A fin de cuentas, en el Popol Vuh, los monos son descendientes de
aquellos hombres de tzité y mujeres de espadaña aniquilados por no
pensar ni hablar con los dioses. Estaban los monos en la tierra, según
el libro sagrado, como testimonio del autómata, de aquellos hombres y
mujeres de madera incapaces de venerar a los dioses, que terminaron
devorados por sus propios perros. Vendrían a ser la reliquia del
autómata, distinto del hombre, criatura que se había retirado
corporalmente de Copán pero que, encriptada en sus glifos, y en el
prodigio de sus pirámides, también se había quedado allí.
Claro que el mono, fatalmente
ágrafo, solo puede custodiar, con su
instinto de bestia, la presencia paradojal del hombre o del dios que ya
no está, pero que ha dejado en prenda su escritura
—su
razonamiento, su veneración. Salvo que el mono no se resigne al mono,
como sucediera alguna vez en otra selva con uno archifamoso, que
terminaría haciéndose con la imaginación del Siglo
XX. Es uno distinto al de la manada, uno joven, de diez años, al que los
demás, según el libro, dan un nombre que quiere decir piel blanca.
Según el libro, que es algo fantasioso, los monos no andan en manada
sino que son tribu, aunque éste de piel blanca, que habla como ellos el
“parco vocabulario” de las fieras, es de todos modos el más curioso y ha
encontrado una cabaña, cuya entrada debe descubrir y aprender a
franquear y que guarda dos esqueletos dentro, cuya identidad ignora,
además de una cuna, unos libros con ilustraciones y una cartilla con un
alfabeto ilustrado.
Las imágenes lo atraen, y
pasando páginas llega a las de monos, que están sobre unos insectos que
usted, que lee, y yo, que aquí escribo, llamamos letras (“A, de Arquero:
el que dispara flechas con arco. B, de Bebé: se llama Joe”, etc.), pero
que para el simio son, de momento, nada más insectos, y algunos como
moscas, porque tienen como patas, pero a los que no les encuentra ojos.
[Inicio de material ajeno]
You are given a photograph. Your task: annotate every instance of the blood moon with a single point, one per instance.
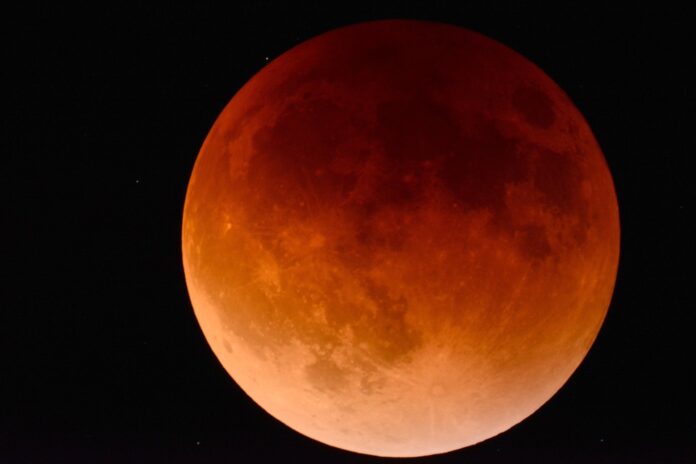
(400, 238)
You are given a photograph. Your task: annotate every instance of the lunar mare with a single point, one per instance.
(400, 238)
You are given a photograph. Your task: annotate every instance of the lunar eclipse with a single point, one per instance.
(400, 238)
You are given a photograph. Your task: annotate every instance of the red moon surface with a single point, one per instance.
(400, 238)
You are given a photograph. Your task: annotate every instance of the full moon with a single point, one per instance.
(400, 238)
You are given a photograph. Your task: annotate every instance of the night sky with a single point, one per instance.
(105, 109)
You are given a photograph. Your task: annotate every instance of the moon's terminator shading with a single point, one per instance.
(400, 238)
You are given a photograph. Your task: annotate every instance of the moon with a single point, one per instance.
(400, 238)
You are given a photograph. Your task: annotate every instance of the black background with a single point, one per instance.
(104, 111)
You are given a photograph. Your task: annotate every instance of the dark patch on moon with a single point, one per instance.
(535, 106)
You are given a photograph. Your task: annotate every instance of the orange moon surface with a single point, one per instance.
(400, 238)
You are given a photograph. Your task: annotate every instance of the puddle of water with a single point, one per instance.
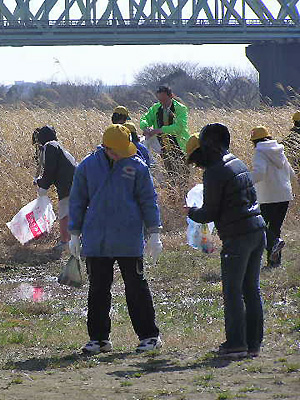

Periódicamente, el mono blanco regresará a la cabaña para pasar cada vez
más tiempo con esos bichos hasta que descubra, finalmente, que tienen un
sentido, que son un lenguaje en sí mismo, y así, este mono, al que los
demás llaman Tarzán, un día habrá aprendido a leer, es decir, habrá
dejado de ser mono, es decir, autómata de madera, y se habrá pasado de
bando. Se trata de un primate que habla mono pero lee inglés.
La
novela de Edgar Rice Burroughs, Tarzán de los monos (1912), fue,
en alguna ocasión, señalada como una de las mejores por Gabriel García
Márquez, y eso no debe extrañar, ya que el incomprensible manuscrito de
Melquiades, en Cien años de soledad, primero parece, a quienes
pretenden descifrarlos, estar poblado por moscas, hasta que
hegelianamente, al final de la novela, estas moscas se revelan como
sánscrito y como la historia finalmente revelada, es decir,
apocalíptica, de todos los Buendía. La diferencia entre Tarzán y los
Buendía, de todos modos, es que estos últimos ya sabían leer y deben
encontrar a qué lengua (por más que parezca estar poblada por moscas)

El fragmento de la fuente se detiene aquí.